Dure olie treft vooral kleine chemie
Het teflonlaagje dat de chemiesector in Nederland tot nu toe lijkt te hebben gevrijwaard van de gevolgen van de hoge energieprijzen, vertoont krassen.
Giganten zoals Akzo Nobel, DSM en Dow Chemical ondervinden weliswaar nog weinig hinder van de almaar duurder wordende olie. Voor kleinere, veel energie verbruikende chemische bedrijven is het voortbestaan echter niet langer meer zeker.
Dure olie raakt de chemie op twee fronten. Er is een algemeen effect op de economische groei. Daarnaast is olie de cruciale grondstof.

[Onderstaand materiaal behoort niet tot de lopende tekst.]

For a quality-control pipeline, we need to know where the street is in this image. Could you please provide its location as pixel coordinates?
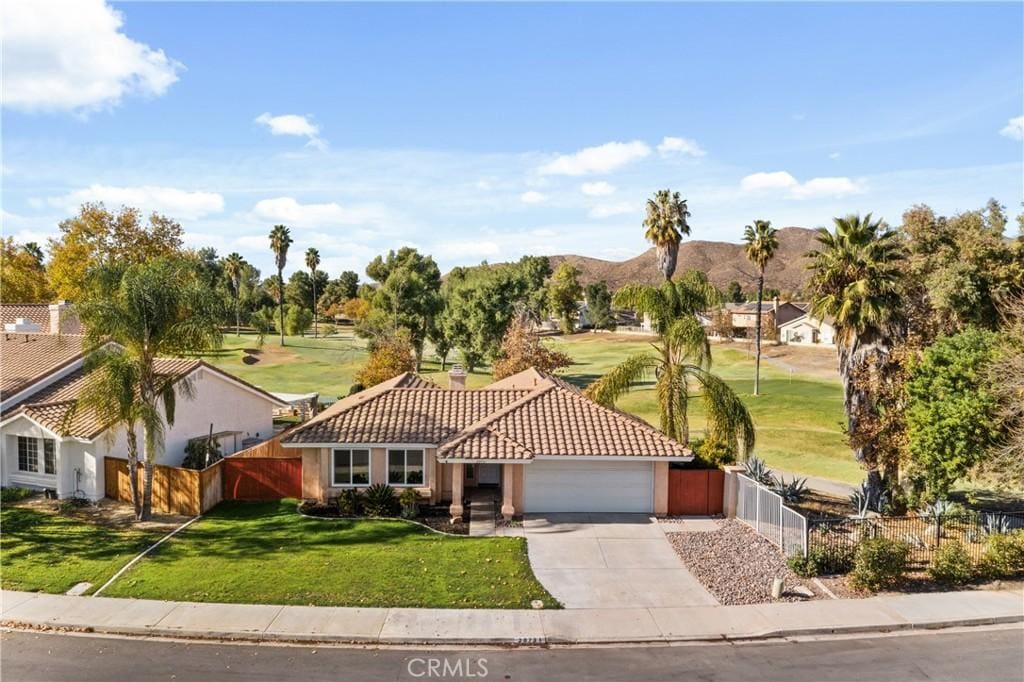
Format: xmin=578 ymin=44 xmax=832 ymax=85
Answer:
xmin=0 ymin=627 xmax=1024 ymax=682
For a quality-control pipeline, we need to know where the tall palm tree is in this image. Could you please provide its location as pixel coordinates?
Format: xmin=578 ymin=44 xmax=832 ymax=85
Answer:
xmin=270 ymin=225 xmax=292 ymax=345
xmin=587 ymin=315 xmax=754 ymax=458
xmin=224 ymin=253 xmax=246 ymax=336
xmin=306 ymin=247 xmax=319 ymax=339
xmin=743 ymin=220 xmax=778 ymax=395
xmin=807 ymin=213 xmax=905 ymax=502
xmin=643 ymin=189 xmax=690 ymax=281
xmin=76 ymin=257 xmax=223 ymax=519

De brancheorganisatie VNCI was bij haar prognoses uitgegaan van een olieprijs voor 2005 van 30 dollar. Zeker na de orkaan Katrina is die raming veel te laag. Amerikaanse lichte ruwe olie noteert op de termijnmarkt van New York ruim 65 dollar. Een einde van de prijsstijging is voorlopig niet in zicht. VNCI komt volgende week met nieuwe cijfers.
Grote concerns zoals Akzo Nobel, DSM, BASF en Dow Chemical berekenden vorig jaar de dure grondstoffen gewoon door. „Ze profiteerden van de hoge bezettingsgraden van de fabrieken”, aldus Richard Keizer van onderzoeksbureau Iris. „Hoe lang ze daarmee door kunnen gaan, is niet te zeggen.”